Der Funke des Chronos

Der Funke des Chronos

Autor Thomas Finn Genre Fantasy
Verlag Piper
ISBN 978-3492266512
Erscheinungsdatum (D) 01.01.06   Seiten 412

Inhalt

Medizinstudent Tobias hat sich immer für einen rationalen Menschen gehalten, der nicht an mysteriöse Verwicklungen glaubt. Doch dann erreicht ihn kurz vor Weihnachten - wie jedes Jahr - das Packet eines Fremden. Diesmal erhält er jedoch keinen Computer oder einen neuen Pullover sondern eine CD und einen seltsamen Stab. Tobias, das Waisenkind, ist elektrisiert, als der Fremde ihm verspricht, mehr über seine Vergangenheit zu erzählen und ihn zu einer bestimmten Adresse lockt. Dort angekommen überschlagen sich die Ereignisse und Tobias wird mit einer Zeitmaschine aus dem Jahr 2006 in das Hamburg des Jahres 1842 geschickt. Hier treibt gerade ein bestialischer Serienmörder sein blutiges Unwesen. Reiche Tüftler, hartnäckige Kommissare und finstere Experimente – Tobias ist bald in einem Netz aus Fragen und merkwürdigen Personen gefangen und dabei den Antworten nach seiner Herkunft kein Stück näher gekommen. Außerdem ist seine Zeitmaschine verschwunden. Als sich Hamburg durch eine Feuersbrunst in eine heiße Hölle verwandelt, fügen sich die Puzzelteile zusammen und Tobias bleibt nur noch wenig Zeit, um den Fall zu lösen und die Zukunft zu erkennen.

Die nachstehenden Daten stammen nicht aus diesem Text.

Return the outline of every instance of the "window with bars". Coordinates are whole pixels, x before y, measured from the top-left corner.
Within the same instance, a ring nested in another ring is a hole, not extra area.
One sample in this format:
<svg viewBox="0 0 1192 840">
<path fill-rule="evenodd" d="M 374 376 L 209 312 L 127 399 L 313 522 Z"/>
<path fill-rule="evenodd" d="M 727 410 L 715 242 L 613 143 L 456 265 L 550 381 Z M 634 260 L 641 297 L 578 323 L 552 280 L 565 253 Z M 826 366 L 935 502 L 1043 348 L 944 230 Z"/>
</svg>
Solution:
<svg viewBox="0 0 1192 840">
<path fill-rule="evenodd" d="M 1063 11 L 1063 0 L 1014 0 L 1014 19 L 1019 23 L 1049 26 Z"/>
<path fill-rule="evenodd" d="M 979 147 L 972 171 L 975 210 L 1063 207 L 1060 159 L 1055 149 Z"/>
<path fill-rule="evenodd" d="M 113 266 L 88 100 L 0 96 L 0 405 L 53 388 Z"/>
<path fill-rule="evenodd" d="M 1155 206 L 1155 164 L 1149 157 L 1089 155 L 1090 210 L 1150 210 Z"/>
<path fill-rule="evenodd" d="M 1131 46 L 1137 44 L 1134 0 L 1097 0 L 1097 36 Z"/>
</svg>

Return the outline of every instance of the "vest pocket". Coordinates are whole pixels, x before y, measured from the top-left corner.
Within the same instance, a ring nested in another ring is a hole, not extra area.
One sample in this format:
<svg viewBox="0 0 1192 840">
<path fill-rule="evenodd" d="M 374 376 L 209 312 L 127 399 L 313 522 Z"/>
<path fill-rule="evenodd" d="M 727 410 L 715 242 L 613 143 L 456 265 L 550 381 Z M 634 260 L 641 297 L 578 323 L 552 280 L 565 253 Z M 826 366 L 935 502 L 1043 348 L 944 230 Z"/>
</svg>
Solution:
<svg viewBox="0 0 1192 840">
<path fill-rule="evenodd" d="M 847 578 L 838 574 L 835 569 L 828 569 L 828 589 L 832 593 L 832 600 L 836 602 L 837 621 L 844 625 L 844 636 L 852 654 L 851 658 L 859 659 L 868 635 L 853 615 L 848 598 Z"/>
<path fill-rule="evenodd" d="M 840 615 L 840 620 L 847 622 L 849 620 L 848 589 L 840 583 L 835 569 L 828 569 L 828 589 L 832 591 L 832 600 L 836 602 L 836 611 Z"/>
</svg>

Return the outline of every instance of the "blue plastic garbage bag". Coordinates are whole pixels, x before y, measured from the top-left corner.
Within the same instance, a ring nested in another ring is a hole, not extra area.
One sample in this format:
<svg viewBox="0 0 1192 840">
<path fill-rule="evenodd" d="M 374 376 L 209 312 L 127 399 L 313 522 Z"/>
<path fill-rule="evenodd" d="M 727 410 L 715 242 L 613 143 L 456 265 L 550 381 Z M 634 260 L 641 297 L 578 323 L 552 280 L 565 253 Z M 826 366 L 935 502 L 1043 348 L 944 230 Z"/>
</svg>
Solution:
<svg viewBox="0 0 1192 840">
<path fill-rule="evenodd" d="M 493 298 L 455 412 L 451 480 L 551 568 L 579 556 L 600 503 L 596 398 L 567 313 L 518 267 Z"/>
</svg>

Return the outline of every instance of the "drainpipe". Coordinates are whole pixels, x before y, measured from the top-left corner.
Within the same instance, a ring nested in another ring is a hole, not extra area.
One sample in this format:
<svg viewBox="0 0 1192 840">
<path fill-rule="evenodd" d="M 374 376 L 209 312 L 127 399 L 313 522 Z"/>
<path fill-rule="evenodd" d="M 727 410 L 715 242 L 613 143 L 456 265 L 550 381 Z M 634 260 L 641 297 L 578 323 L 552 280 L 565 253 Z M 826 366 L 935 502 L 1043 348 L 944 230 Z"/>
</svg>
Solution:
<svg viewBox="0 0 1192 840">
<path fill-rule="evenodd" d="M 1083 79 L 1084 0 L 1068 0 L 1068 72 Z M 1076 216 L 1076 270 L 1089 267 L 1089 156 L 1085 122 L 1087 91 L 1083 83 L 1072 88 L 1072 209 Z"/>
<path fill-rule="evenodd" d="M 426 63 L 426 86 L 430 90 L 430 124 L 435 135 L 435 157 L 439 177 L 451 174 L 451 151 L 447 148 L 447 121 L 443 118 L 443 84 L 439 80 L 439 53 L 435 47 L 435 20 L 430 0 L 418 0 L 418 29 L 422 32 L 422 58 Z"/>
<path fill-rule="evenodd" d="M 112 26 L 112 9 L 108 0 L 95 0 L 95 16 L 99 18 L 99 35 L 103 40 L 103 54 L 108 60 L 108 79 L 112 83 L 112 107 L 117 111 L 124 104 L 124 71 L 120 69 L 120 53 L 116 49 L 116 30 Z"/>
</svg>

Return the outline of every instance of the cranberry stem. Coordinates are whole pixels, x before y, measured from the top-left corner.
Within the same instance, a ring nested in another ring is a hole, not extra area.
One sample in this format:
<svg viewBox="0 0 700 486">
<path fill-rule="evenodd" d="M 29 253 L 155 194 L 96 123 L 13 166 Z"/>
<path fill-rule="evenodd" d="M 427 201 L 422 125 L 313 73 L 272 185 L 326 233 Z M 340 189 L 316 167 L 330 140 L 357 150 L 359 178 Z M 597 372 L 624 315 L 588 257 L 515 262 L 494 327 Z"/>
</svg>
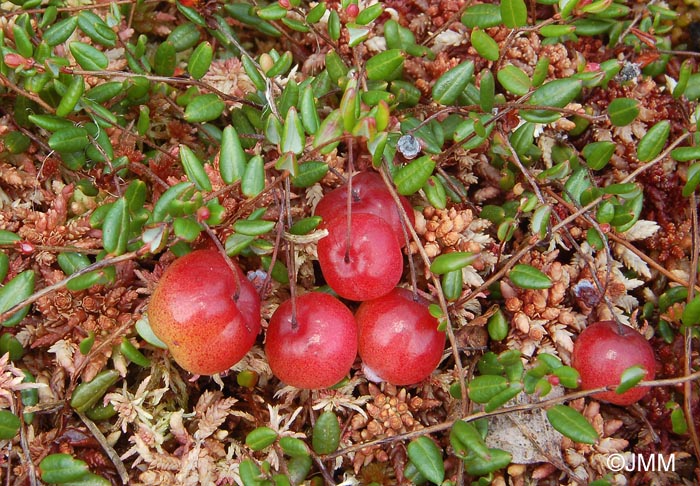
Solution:
<svg viewBox="0 0 700 486">
<path fill-rule="evenodd" d="M 418 297 L 418 279 L 416 278 L 416 264 L 413 261 L 413 255 L 411 254 L 411 238 L 408 236 L 406 221 L 401 216 L 401 210 L 399 209 L 398 205 L 396 206 L 396 212 L 399 213 L 399 218 L 401 220 L 401 231 L 403 232 L 403 237 L 406 241 L 406 255 L 408 256 L 408 271 L 411 273 L 411 291 L 413 292 L 413 300 L 418 302 L 420 299 Z"/>
<path fill-rule="evenodd" d="M 224 245 L 221 244 L 219 238 L 216 236 L 214 231 L 212 231 L 209 225 L 204 221 L 201 222 L 201 225 L 204 226 L 204 231 L 206 231 L 207 235 L 209 235 L 209 238 L 211 238 L 211 240 L 214 242 L 214 246 L 216 246 L 216 249 L 219 250 L 221 256 L 224 257 L 226 265 L 228 265 L 228 267 L 231 269 L 231 272 L 233 272 L 233 279 L 236 281 L 236 292 L 234 292 L 233 294 L 233 301 L 238 302 L 238 298 L 241 296 L 241 276 L 238 275 L 238 272 L 236 271 L 236 266 L 231 261 L 231 258 L 226 254 L 226 249 L 224 248 Z"/>
<path fill-rule="evenodd" d="M 280 190 L 281 192 L 281 190 Z M 277 207 L 279 208 L 279 216 L 277 217 L 277 234 L 275 235 L 275 247 L 272 249 L 272 258 L 270 259 L 270 268 L 267 272 L 267 276 L 265 277 L 265 282 L 263 283 L 261 289 L 260 289 L 260 296 L 263 297 L 267 295 L 267 292 L 270 288 L 270 284 L 272 283 L 272 268 L 275 267 L 275 263 L 277 262 L 277 254 L 279 252 L 280 244 L 282 242 L 282 233 L 284 233 L 284 198 L 278 199 L 278 192 L 273 191 L 272 194 L 275 197 L 275 203 L 277 204 Z M 287 267 L 287 273 L 289 273 L 289 267 Z M 291 281 L 291 275 L 290 275 L 290 281 Z"/>
<path fill-rule="evenodd" d="M 347 232 L 345 233 L 345 263 L 350 263 L 350 238 L 352 237 L 352 173 L 354 172 L 352 153 L 353 141 L 348 142 L 348 205 L 347 205 Z"/>
<path fill-rule="evenodd" d="M 282 205 L 284 207 L 284 213 L 287 216 L 287 227 L 292 226 L 292 203 L 291 194 L 292 189 L 289 183 L 289 177 L 284 179 L 284 200 Z M 281 214 L 280 214 L 281 218 Z M 272 266 L 270 266 L 270 271 L 272 271 Z M 292 329 L 296 330 L 297 324 L 297 286 L 296 286 L 296 261 L 294 259 L 294 242 L 287 241 L 287 272 L 289 274 L 289 297 L 292 302 Z"/>
</svg>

Buchkritik von Melanie Frommholz

Melanie vergibt 5 von 5 Bs Mit „Der Funke des Chronos“ ist Thomas Finn nicht nur ein spannender Genremix gelungen, sondern auch eine liebevolle und detailgenaue Hommage an seine Wahl-Heimatstadt Hamburg. Zusammen mit Protagonist Tobias reist man in das Hamburg des Jahres 1842 und lernt die Hansestadt kennen, als die Kutsche noch das bevorzugte Beförderungsmittel war und der Bau der Eisenbahn eine phantastische Neuerung. Der technische Fortschritt ist im Aufwind, während das einfache Volk immer noch Kerzen anzündet. Eine spannende Zeit, deren Atmosphäre sich in „Der Funke des Chronos“ gut widerspiegelt. Dazu trägt sicherlich auch das Stilmittel bei, dass die gemeinen Hamburger platt sprechen. Man muss sich als Nicht-Nordlicht hier zwar erst einmal einlesen, dennoch macht es die Figuren herrlich lebensecht. Finns Geschichte hat nicht nur sympathische Hauptfiguren und finstere Bösewichte sondern auch den Charme der phantastischen Bücher eines Jules Verne oder H.G Wells. Insbesondere die zahlreichen Nebencharaktere wie der Polizist Kettenburg, Borchers oder auch der Bankier Heine sind Tomas Finn gut gelungen. Tobias ist eine Hauptfigur der man gerne folgt.

Der in die Zeitreise eingebettete Kriminalfall ist fesselnd bis zum Schluss und bewahrt sich durch immer neue Wendungen bis zum Ende seine Faszination. Dabei gelingt es dem Autor, die Grenzen der Glaubwürdigkeit genau auszuloten und bis zu den letzten Seiten immer wieder zu überraschen. „Der Funke des Chronos“ wird so, auch dank einem flüssigen Erzählstil, zu einer durchweg guten Leseunterhaltung, die Krimi, Science-Fiction und Historisches stimmig vereint.